- Edmond Harjo at the Congressional Gold Medal ceremony, 2013
- Born: November 24, 1917 Maud, Oklahoma
- Died: March 31, 2014 (aged 96) Ada, Oklahoma
- Buried: Seminole Nation Veterans Memorial Cemetery in Seminole, Oklahoma
- Branch: U.S. Army
- Unit: Battery “A” 195th Field Artillery Battalion
- Known for: Seminole Code Talker
- Conflicts: Normandy landings and the Battle of the Bulge
- Awards: Good Conduct Medal, EAME service Ribbon with one Silver Star, Congressional Gold Medal
- Other work: teacher, concert pianist

= Edmond Harjo =

Seminole Code Talker from Oklahoma (1917–2014)

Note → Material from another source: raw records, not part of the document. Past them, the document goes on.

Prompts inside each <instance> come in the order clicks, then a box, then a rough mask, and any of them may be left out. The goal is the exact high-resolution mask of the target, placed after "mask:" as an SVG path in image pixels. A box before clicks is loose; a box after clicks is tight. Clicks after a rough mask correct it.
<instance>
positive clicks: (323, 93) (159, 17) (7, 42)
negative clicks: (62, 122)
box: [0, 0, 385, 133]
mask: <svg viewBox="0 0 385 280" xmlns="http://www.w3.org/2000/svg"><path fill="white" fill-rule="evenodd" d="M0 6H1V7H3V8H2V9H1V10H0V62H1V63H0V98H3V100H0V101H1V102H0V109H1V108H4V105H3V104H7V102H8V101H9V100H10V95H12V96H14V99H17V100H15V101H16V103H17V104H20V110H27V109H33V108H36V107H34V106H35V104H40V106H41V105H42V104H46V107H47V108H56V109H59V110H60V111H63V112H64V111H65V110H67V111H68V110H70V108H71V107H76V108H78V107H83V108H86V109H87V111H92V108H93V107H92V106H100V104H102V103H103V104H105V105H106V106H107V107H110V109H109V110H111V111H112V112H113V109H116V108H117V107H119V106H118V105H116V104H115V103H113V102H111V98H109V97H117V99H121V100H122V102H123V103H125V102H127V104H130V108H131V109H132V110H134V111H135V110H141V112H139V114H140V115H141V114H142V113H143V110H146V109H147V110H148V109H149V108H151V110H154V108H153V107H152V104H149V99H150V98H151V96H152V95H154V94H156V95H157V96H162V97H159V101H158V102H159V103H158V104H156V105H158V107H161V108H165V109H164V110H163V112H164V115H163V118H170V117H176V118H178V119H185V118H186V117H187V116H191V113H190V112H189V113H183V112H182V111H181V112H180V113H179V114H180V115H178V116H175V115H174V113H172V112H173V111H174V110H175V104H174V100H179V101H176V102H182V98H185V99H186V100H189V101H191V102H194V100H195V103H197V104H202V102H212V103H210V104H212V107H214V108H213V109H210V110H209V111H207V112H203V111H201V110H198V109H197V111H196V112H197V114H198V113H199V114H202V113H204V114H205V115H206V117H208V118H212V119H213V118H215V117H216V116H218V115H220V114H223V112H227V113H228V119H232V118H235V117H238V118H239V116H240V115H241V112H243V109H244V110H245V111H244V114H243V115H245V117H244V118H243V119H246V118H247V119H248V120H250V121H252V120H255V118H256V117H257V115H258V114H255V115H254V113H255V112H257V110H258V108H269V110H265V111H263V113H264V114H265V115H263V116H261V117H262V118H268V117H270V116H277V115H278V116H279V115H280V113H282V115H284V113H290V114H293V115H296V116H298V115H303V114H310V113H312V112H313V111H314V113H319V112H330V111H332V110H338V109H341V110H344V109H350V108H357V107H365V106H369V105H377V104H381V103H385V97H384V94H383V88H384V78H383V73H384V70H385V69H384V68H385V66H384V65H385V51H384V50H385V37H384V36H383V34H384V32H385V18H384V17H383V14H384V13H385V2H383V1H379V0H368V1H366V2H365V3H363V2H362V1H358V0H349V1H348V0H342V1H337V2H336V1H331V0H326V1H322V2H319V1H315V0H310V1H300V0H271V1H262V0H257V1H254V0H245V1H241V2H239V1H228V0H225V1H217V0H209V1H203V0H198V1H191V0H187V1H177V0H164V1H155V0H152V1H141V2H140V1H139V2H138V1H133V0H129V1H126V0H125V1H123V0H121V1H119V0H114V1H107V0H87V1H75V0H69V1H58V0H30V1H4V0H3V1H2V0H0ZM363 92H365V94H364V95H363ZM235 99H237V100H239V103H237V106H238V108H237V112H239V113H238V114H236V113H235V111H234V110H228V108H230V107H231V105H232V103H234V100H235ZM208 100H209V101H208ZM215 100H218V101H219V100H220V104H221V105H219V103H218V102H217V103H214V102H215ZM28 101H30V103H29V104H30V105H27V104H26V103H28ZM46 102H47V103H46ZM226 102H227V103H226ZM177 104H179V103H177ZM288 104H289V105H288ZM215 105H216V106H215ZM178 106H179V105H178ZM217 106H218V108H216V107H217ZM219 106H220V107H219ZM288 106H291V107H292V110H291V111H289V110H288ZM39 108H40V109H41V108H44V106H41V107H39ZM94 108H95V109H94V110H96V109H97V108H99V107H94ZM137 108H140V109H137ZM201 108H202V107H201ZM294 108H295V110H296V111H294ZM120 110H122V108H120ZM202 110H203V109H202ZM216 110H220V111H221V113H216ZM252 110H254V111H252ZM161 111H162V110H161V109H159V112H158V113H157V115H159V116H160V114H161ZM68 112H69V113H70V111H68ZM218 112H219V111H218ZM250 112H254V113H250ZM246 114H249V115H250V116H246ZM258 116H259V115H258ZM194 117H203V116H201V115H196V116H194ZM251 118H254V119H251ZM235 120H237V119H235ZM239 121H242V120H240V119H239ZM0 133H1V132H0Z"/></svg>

Edmond Andrew Harjo (November 24, 1917 – March 31, 2014) was a Native American Seminole Code Talker during World War II. Harjo, who served with his brothers at Normandy landings and the Battle of the Bulge, was the last surviving code talker from the Seminole Nation of Oklahoma. On November 20, 2013, a group representing 33 Native American tribes were awarded the Congressional Gold Medal, the highest civilian honor bestowed by the United States Congress, for their service as code talkers. Harjo was the only surviving code talker present. He was presented with a silver duplicate of the gold medal representing his tribe.

==Early life==
Harjo was born in Maud, Oklahoma, on November 24, 1917, on land that had been given to his mother, Yanna (née Grant) Harjo. His father was Tony Harjo. Edmond Harjo resided in the vicinity of Maud and Seminole, Oklahoma, for most of his life. He graduated from Seminole High School. Harjo obtained both his bachelor's degree and his master's degree from Oklahoma City University in Oklahoma City.

==Military service==
Edmond Harjo and his brothers enlisted in the United States Army during World War II. Harjo served in the U.S. Army's 195th Field Artillery Battalion, serving with his brothers at Normandy in 1944 and the Battle of the Bulge in 1945. In 1944, Edmond Harjo was walking through a French orchard when he encountered another U.S. soldier singing in Muscogee language, widely known as Muscogee, under a tree. Harjo and the other soldier were overheard conversing by an army captain, who quickly put both to work at opposite ends of the army's radio signal.
The story was later recounted by Speaker of the United States House of Representatives John Boehner at the Congressional Gold Medal award ceremony honoring Harjo in November 2013. Harjo's messages, which were spoken in the Seminole language, could not be easily translated by the Axis. Harjo soon trained as Seminole code talker, using his native language to foil Axis attempts to decode or decipher Allied communications during the war. He was awarded a silver Service star for his work as a code talker, as well as a European-African-Middle Eastern Campaign Medal and a Good Conduct Medal for his service during the war.

==Civilian career==
Professionally, Harjo worked as a teacher during his career. He taught in the Maud Public Schools, the Justice Schools, and the Pickett Center school in Ada, Oklahoma, for many years. He was also a church elder at the Achena Presbyterian Church, which had been founded by his father, Tony Harjo, in 1884 in Maud, Oklahoma.

==Death==
Edmond Harjo died from a heart attack at Mercy Hospital in Ada, Oklahoma, on March 31, 2014, at the age of 96. He was the last living Seminole code talker. Harjo never married and was survived by his nieces and nephews. His funeral was held at the Swearingen Funeral Home Chapel in Seminole, Oklahoma on April 1, 2014. He was buried at the Seminole Nation Veterans Memorial Cemetery, in Seminole, Oklahoma.